Income tax: 22% (average)
The federal income tax is a progressive tax meaning the tax rate increases as a taxpayer's income rises. In other words, the higher an individual's income, the higher the percentage of their income they are required to pay in taxes. Generally speaking, a salary of $100,000 is taxed at 22%, which is the figure we used for this example, but it could be more or less depending on your household income and credits.
Taxes are different depending on your state, city, or household income. For instance, if you lived in Chicago, Illinois, your pay would be subject to a flat state tax rate of 4.95%. In Denver, Colorado, the tack-on is 4.4%. With 43 of 50 states imposing a state income tax, chances are post-tax dollar contributions will be subject to more taxes than FICA and federal income tax.
So what does this all mean for your employees? The actual amount that hits an employee’s bank account with a post-tax contribution is a lot less than you think. The good news is that there are ways you can take advantage of pre-tax healthcare options to maximize benefits (and tax advantage).
Health Reimbursement Arrangements (HRAs), specifically one like what StretchDollar offers (called an ICHRA), allow you to give pre-tax dollars toward health insurance premiums, encouraging employees to get a health plan and also get more for their buck (so to speak.) Love your group plan? Health Savings Accounts give you the option of gifting pre-tax dollars toward your employees’ healthcare costs associated with high deductible health plans. Learn more about HRAs vs HSAs.

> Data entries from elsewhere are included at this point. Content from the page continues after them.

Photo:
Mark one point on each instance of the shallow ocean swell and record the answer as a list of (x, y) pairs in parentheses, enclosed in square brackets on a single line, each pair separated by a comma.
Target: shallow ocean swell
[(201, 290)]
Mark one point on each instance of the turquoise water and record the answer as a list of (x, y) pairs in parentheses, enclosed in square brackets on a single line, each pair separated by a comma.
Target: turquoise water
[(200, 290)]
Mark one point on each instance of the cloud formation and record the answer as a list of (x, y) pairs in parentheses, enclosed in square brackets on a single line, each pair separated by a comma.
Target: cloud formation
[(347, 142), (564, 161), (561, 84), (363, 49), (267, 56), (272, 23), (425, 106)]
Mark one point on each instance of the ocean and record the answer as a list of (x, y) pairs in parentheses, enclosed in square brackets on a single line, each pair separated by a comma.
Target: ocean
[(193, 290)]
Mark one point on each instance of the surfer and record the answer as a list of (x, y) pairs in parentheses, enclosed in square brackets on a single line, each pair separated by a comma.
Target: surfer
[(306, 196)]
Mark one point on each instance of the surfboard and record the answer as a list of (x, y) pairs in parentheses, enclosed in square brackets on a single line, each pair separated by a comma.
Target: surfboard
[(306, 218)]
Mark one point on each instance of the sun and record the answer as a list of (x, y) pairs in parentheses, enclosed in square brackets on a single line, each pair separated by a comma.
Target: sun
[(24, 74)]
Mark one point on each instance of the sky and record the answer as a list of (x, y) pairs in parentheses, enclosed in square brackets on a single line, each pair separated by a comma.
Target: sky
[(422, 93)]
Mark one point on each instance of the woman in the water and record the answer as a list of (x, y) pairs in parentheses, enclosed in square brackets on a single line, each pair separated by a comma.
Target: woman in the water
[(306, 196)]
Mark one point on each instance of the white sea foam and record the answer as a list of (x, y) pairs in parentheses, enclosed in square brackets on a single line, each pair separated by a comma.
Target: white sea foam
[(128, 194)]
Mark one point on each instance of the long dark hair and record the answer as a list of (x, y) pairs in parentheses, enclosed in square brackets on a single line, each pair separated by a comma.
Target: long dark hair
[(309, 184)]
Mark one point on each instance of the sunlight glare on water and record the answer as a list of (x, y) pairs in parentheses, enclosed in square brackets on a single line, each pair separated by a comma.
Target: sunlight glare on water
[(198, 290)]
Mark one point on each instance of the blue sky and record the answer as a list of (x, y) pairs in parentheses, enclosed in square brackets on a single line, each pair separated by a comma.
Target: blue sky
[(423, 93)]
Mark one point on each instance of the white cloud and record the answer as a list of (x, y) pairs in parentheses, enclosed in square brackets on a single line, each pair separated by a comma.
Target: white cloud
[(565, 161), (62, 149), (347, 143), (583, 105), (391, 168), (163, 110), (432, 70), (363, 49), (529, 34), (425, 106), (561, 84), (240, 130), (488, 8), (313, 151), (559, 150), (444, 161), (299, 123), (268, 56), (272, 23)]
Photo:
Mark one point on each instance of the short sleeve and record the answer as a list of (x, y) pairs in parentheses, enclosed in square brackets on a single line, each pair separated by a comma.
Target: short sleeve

The power of pre-tax contributions
Making the switch to pre-tax contributions not only puts more money in your employees' hands but also helps you stretch your benefits budget.
So, let's recap: pre-tax contributions are like a secret code that unlocks more value for both you and your employees. Your team gets the full benefit amount, and you get to keep some extra dollars in your pocket. It's a win-win situation that fosters a happier, healthier, and more motivated workforce.